This classic book is a very well argued treatise on how central planning and big government will lead countries on the path toward totalitarianism. It is also a stubbornly pro-status quo book in the sense that it insists on the state being not only a necessity, but also on the state having a role to play in things that Hayek never bothers to argue or prove it really has a role to play in. In this sense, Hayek proves himself to be a typical “capitalist” statist whom casually dismissed the very possibility of a stateless society. Casually, because he assumes as a starting point the obviousness of the necessity of the state, and the idea of it not being necessary so irrational as to not even warrant any kind of argumentation to back up the belief that it is. Anarchists, therefore, need not even regard this book as something they could take entirely seriously either. Seeing as Hayek regards the state not only as necessary, but also sees a necessary role for government in things like social welfare, employment, infrastructure and even economic policy at least to a degree, it is quite clear Hayek cannot even justifiably be called a libertarian, and even calling him a classical liberal would be stretching the term. Hayek could more accurately be described as a neoliberal; that is, a statist with semi-capitalist beliefs.
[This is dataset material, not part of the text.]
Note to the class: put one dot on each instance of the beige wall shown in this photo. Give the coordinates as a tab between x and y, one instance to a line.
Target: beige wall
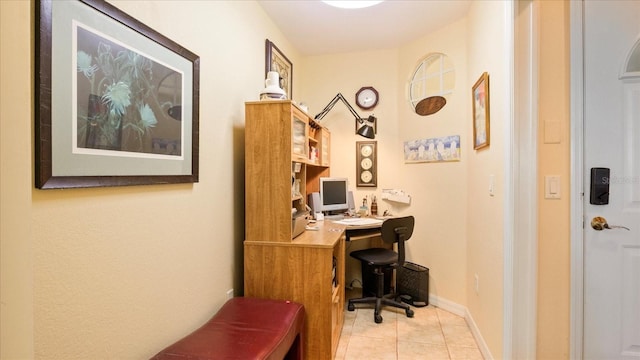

Having said that, the book could, if it were capable of making a dent in the dogmatic beliefs of those on the left, be a very worthwhile one, by arguing how central planning must by definition eventually lead to tyranny. Hayek spends most of the book hammering this point across, and also makes the case that fascism and National Socialism come from the same lineage as socialism and communism, all of which are ideologies that are entirely based on central planning and control over the personal affairs of citizens. This should put to bed any notion that fascism and Nazism were “extreme right-wing” ideologies. Instead they were simply off shoots from socialism and communism, developed intellectually by people who recognized the “logical” flaws in the latter ideologies, and realizing simply that establishing socialism internationally was doomed to failure. As was the case with socialism and communism at any level, with fascism and National Socialism dealt brutally with anyone that was regarded as an enemy to the ends that the regime had in mind.
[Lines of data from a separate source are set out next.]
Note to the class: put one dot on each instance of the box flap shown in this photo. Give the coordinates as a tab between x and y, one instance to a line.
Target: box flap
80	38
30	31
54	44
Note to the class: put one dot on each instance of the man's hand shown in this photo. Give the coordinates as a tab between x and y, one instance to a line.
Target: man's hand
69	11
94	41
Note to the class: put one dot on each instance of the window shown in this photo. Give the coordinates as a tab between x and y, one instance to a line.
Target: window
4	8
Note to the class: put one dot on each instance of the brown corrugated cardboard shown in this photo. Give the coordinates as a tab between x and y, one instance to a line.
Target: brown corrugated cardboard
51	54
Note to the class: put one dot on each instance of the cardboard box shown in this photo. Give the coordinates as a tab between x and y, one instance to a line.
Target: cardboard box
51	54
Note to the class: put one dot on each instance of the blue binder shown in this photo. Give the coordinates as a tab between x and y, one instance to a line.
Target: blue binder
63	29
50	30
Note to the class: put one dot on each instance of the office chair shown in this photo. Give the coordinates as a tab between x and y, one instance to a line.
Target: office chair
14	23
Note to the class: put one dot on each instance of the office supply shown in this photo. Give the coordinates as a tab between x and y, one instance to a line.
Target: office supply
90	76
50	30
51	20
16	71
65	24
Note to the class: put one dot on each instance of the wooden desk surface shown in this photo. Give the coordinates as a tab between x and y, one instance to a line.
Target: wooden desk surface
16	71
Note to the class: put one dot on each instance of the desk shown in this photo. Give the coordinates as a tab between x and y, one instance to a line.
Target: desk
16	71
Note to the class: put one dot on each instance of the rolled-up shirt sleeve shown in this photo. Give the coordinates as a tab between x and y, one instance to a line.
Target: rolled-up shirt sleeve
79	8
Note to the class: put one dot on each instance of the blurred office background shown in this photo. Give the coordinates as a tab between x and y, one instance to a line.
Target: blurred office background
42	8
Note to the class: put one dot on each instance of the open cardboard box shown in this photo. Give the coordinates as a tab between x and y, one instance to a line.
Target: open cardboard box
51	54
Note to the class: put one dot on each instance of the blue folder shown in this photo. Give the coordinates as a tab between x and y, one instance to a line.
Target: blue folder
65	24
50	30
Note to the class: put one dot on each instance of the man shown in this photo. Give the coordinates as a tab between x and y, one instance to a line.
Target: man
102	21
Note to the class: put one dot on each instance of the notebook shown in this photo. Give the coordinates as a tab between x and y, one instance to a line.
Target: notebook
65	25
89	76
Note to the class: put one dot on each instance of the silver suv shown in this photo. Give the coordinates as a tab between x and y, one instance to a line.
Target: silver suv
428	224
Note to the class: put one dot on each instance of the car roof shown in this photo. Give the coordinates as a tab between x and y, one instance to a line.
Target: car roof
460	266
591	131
The problem with the book, ultimately, is that its effectiveness is dependent on how willing its intended audience is in accepting these facts as stated in the book. Seemingly targeted at left-leaning readers with proclivities toward more and more central planning, it was always going to be doubtful that the book was going to make any big changes, as the majority of the left are not driven by reason and facts, but by emotion and utopian ideals that counter human nature. Whilst it could be expected that its intended readership may respect its tone and intent (which is really moderate and reasonable), there never was any reason to expect many of them to agree with its content. And as we can clearly see from the actual state of affairs in our current times, no heed whatsoever has been paid to “The Road to Serfdom” by any status quo politician or their voting blocs, as both progressives and so-called “conservatives” have happily marched forward on this very road toward ever more central planning (see the EU as one shining example.)
As such, with no true originality for actual libertarians, and no real receptiveness with those on the left, the book has been claimed to be much more influential than it ever really was. It is a middle of the road, compromising affair that could do nothing but end up falling on deaf ears.
Well written, certainly with some interesting sections, but ultimately pointless.